Reasons adduced for the early morning siege on June 12, 2017 have, so far, been divergent. While the anti-graft agency claimed that its officials were there to simply enforce a 10-year old Interim Order of Forfeiture on the shareholdings of the newspaper outfit, The Sun said the heavily armed EFCC operatives were rather on a vengeance and intimidating mission to settle scores over stories published by the tabloid, including the alleged ownership of certain properties by the wife of the commission’s Acting Chairman and for which the latter has just sued for N100 million.
However, the Nigerian Guild of Editors (NGE), Nigerian Union of Journalists (NUJ) and Newspaper Proprietors Association of Nigeria (NPAN), alongside other eminent Nigerians and groups have roundly condemned the EFCC’s action, describing it as undemocratic, uncivilised and an unnecessary attempt to intimidate the media.
The NGE particularly described the invasion as shocking, given that the action was an unwarranted siege on the company whose workers were subjected to crude intimidation, psychological and emotional trauma. It equally saw the invasion as a sad reminder of the dark years of military dictatorship and a deliberate effort to muzzle the Press. Rather than see the Fourth Estate of the Realm as an opposition, the guild advised EFCC to regard the Press as an independent and indispensable ally in the fight against corruption.

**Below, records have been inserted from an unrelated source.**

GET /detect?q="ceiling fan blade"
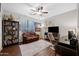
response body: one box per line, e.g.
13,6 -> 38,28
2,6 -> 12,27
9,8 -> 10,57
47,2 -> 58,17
42,12 -> 48,14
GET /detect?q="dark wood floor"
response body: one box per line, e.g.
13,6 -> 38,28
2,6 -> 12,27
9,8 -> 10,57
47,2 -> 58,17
0,45 -> 59,56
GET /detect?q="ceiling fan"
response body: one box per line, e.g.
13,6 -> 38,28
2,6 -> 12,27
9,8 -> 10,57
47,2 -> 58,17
25,4 -> 48,15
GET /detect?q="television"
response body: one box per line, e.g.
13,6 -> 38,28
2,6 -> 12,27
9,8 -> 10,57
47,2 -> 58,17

In its own statement, NPAN, while condemning the EFCC’s conduct, expressed shock that anybody could contemplate carrying out such uncivilised act, particularly on a day Nigerians were commemorating the historic day of Free Expression. According to the newspaper publishers, “We should continue to remind ourselves that this crude tactics of invasion of media houses and harassment of journalists did not work in the past, is not going to work now, and will never work. It is unknown to the Constitution of the Federal Republic of Nigeria.”
The Tide condemns this raid on a fellow newspaper and describes it as the latest attempt by an overzealous government agency to further gag the Press in Nigeria. We see the EFCC’s action as embarrassing, condemnable and unacceptable. We are equally encouraged by the prompt reactions of individuals and organisations to this Gestapo style of conducting state business, especially in this new millennium.
It is, indeed, unfortunate that at a time when all hands should be on deck to fight corruption in the country, the media is being singled out for intimidation, victimisation and harassment. We think that the commission’s action is in breach of Section 39(1) of the 1999 Constitution (as amended) and, if unchecked, can portray Nigeria in bad light among nations.
Therefore, the EFCC should be made to render an unreserved apology to The Sun and possibly compensate the paper for all unsold copies of that day’s editions. Also, all government outfits that have turned out in like fashion should be called to order and advised to pursue their matters through appropriate legal channels. Their frustrations over the mostly long and windy process of the nation’s judicial system should not be taken out on the Press or any other suspects, for that matter. It is high time agencies like the EFCC allowed the Nigerian media to operate without hindrance.